From: Ryuji Suzuki ^lt;rs@silvergrain.org>
Date: 03/17/04-07:49:57 PM Z
Message-id: <20040317.204957.107255790.lifebook-4234377@silvergrain.org>

From: "T. E. Andersen" <postlister@microscopica.com>
Subject: Re: glutaraldehyde
Date: Thu, 18 Mar 2004 00:43:17 +0100

> This may well be the case, but the mechanical durability of the very
> hardened films comes at a cost.

You are not getting one point I said in my previous email. Mechanical
strength of dry gelatin is little influenced by hardening. Dry
properties of gelatin is mostly determined by the viscosity of the
gelatin sol used to coat, and the condition at which the gelatin was
gelated. All these can be modified by addition of plasticizing agents,
of course. See for example Kozlov 1983. The structure and properties
of solid gelatin and the principles of their modification. Polymer,
24, 651-666.

> If you want very hardened gelatin, you
> can get that even with formaldehyde, since even this cross-links to some
> extent (due to short-chain polymers, if I remember correctly).

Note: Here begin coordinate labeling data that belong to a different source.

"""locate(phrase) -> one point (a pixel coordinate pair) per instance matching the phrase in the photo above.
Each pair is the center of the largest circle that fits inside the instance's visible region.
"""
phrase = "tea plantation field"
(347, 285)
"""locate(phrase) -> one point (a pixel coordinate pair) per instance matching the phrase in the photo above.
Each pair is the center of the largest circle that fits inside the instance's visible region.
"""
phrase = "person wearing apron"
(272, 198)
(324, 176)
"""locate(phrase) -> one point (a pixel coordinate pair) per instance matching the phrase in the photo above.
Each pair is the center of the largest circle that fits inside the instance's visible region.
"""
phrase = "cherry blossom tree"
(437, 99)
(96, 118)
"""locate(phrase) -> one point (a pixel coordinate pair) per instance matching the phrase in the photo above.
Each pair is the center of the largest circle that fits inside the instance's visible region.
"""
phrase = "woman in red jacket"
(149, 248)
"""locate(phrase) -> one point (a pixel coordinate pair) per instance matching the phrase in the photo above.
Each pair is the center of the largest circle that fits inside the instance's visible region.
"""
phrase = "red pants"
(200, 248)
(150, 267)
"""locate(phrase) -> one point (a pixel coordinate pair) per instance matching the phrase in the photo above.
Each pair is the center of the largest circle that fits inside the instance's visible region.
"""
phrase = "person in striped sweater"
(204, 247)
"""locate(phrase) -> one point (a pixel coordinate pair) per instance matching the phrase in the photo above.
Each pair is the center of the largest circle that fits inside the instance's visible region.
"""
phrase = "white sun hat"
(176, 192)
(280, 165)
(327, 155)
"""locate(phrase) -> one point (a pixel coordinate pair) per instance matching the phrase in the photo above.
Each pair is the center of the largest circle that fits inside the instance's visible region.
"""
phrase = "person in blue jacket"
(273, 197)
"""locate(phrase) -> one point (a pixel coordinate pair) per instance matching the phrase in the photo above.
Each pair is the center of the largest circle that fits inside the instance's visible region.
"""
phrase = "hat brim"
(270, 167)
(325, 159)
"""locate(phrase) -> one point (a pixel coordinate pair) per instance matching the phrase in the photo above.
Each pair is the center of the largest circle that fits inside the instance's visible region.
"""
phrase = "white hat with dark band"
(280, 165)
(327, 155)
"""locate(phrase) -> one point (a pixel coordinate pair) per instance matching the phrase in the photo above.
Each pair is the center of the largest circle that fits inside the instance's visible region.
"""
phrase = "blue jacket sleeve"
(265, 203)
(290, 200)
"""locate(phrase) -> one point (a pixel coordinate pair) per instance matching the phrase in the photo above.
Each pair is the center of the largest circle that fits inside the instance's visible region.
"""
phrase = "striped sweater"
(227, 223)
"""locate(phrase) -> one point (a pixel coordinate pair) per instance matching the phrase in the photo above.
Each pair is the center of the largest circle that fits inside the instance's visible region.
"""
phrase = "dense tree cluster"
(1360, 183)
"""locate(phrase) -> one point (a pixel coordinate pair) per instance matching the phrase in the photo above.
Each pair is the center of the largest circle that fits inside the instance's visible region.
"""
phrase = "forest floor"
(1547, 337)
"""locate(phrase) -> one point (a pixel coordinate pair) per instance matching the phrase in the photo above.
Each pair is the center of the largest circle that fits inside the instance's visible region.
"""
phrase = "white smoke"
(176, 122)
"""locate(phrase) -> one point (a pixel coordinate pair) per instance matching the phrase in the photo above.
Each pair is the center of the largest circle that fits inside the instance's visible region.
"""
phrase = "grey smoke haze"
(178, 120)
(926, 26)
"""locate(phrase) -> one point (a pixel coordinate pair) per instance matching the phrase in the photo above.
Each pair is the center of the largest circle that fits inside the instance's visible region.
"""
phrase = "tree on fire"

That's not the same. Bonding between gelatin and glutaraldehyde is
more secure. Bonding of formaldehyde is weaker and somewhat
reversible, and this is the same with collagen, not just gelatin. If
you desire only a bit of hardening, you can achieve that with reduced
amount of glutaraldehyde with better reliability than with
formaldehyde or glyoxal. There are a lot of literature on this topic
in the field of bioprosthesis. For example, they excise heart valve
from pig, harden it in glutaraldehyde and implant in humans as a
prosthesis, and a lot of research has been done on it.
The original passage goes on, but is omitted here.